La justicia y las demás instituciones que rigen nuestro Estado de derecho deberán decidir qué hacer con mi persona: aquello que decidan lo aceptaré con pesar pero de buen grado, pues de otro modo traicionaría el sistema político en cuya construcción me siento honrado de haber sido partícipe y que nos ha proporcionado el período más dilatado de libertad, convivencia y prosperidad de toda nuestra historia.

Me acusan de haber recibido 65 millones de euros de Arabia Saudí, que habrían sido ingresados en una fundación residenciada en Panamá y titular de una cuenta opaca en Suiza. No es esta la ocasión de entrar en detalles que sin duda la justicia acabará esclareciendo, como es su deber, pero sí el momento de admitir amargamente que, como dice nuestro refranero, “cuando la codicia abre la puerta, todos los pecados entran”.

Llevando hasta extremos del todo injustificables la máxima, tan practicada por no pocos de mis antepasados, de que “para las ocasiones son los doblones”, y confiado en la temeraria relajación de los controles políticos y periodísticos sobre mi patrimonio y mis actividades financieras, me dejé arrastrar por lo que entonces me pareció previsión y hoy todos creen que fue ciega avaricia.

El mundo de ayer

Todos sabéis que no he sido el esposo ideal y habéis disculpado generosamente mis andanzas sentimentales. Os agradezco vuestra liberalidad, signo de que somos un país no peor que otros y mucho mejor de lo que a nosotros mismos nos complace reconocer. Sé, sin embargo, que lo que me disculpasteis como hombre no podréis disculpármelo como rey. Reclamé ejemplaridad en mis discursos y yo fui el primero en violar los preceptos tantas veces y tan hipócritamente predicados.

Podría decir en mi descargo que provengo de un mundo familiar donde un rey podía hacer privadamente cualquier cosa siempre que ello no perjudicara a su país. Los dineros que haya podido acopiar en estos años nunca pensé que lo fueran en perjuicio de España, aunque ahora comprendo que sí lo han sido en el mío propio y, a la postre, en el del país al que creo haber servido lealmente.

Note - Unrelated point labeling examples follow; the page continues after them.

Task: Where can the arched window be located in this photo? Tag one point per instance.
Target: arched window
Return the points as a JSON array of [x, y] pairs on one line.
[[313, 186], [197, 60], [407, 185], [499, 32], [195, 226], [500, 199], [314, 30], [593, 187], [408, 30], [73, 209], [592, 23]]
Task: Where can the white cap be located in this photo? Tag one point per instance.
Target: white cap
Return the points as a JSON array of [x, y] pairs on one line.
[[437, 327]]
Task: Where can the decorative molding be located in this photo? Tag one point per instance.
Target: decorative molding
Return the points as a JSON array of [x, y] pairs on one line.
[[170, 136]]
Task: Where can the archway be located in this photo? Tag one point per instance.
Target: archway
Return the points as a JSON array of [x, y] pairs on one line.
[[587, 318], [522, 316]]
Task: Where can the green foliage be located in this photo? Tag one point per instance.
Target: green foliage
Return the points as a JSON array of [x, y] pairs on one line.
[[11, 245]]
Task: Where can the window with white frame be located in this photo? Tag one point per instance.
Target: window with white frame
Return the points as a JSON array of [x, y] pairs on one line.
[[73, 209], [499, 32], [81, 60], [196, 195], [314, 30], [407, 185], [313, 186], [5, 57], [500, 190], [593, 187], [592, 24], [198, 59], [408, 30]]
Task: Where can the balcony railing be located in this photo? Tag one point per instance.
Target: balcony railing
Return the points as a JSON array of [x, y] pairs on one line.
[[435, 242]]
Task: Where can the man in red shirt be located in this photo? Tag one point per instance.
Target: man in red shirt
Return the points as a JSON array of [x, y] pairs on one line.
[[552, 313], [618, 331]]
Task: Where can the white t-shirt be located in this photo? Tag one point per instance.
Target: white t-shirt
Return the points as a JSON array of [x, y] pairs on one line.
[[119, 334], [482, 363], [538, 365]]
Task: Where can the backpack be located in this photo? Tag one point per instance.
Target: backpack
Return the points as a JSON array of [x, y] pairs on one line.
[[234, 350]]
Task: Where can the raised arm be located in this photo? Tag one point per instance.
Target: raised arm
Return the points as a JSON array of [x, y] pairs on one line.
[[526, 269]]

Muchos piensan que la Corona está hoy en peligro por mis errores personales. La justicia está decidida a determinar si he cometido delito: es su deber, pero ni yo soportaría verme sentado en un banquillo ni la propia justicia soportaría no intentar por todos los medios que me sentara en él. Si me persigue como debe, pierdo yo; si no lo hace, perdemos todos, también yo en lo que me toca por haber contribuido a levantar un Estado cuya divisa, como he repetido en mis discursos, es que la justicia ha de ser igual para todos.

Padres e hijos

Admito, y es un hecho bien conocido, que no he sido un buen marido; me pregunto si he sido un buen padre. Quizá no todo lo bueno que debería haber sido; para un rey no siempre es posible serlo. Como tampoco es fácil ser un buen hijo: el rey Felipe mi hijo lo sabe bien.

Los reyes estamos obligados a ser reyes antes que cualquier otra cosa: yo supe serlo en las cuestiones del Estado, y estoy orgulloso de ello, pero no en las de mi propia casa, y me avergüenza no haberlo sido.

Creo haber sido un buen rey y no querría ver mi legado hundido en el fango y vilipendiado en la plaza pública. Mis errores, sea cual sea el dictamen que finalmente recaiga sobre ellos, ya no tienen enmienda posible: solo cabe idear un plan de control de daños lo más detallado posible que salve a la Corona, aunque su salvación incluya mi condena.

Mi deseo es colaborar en esa salvación, si bien desconozco qué se me pedirá y hasta dónde seré capaz de sacrificarme por mi país: ¿debo comparecer públicamente para pedir perdón?, ¿debo renunciar a mi dinero?, ¿debo incluso quitarme la vida para evitar a todos y a mí mismo el oprobioso espectáculo de los últimos años de un rey sin honor?

Todavía no sé cuál es el tributo que me será impuesto, pero es seguro que será alto. Aceptarlo de buen grado será mi último servicio a la patria".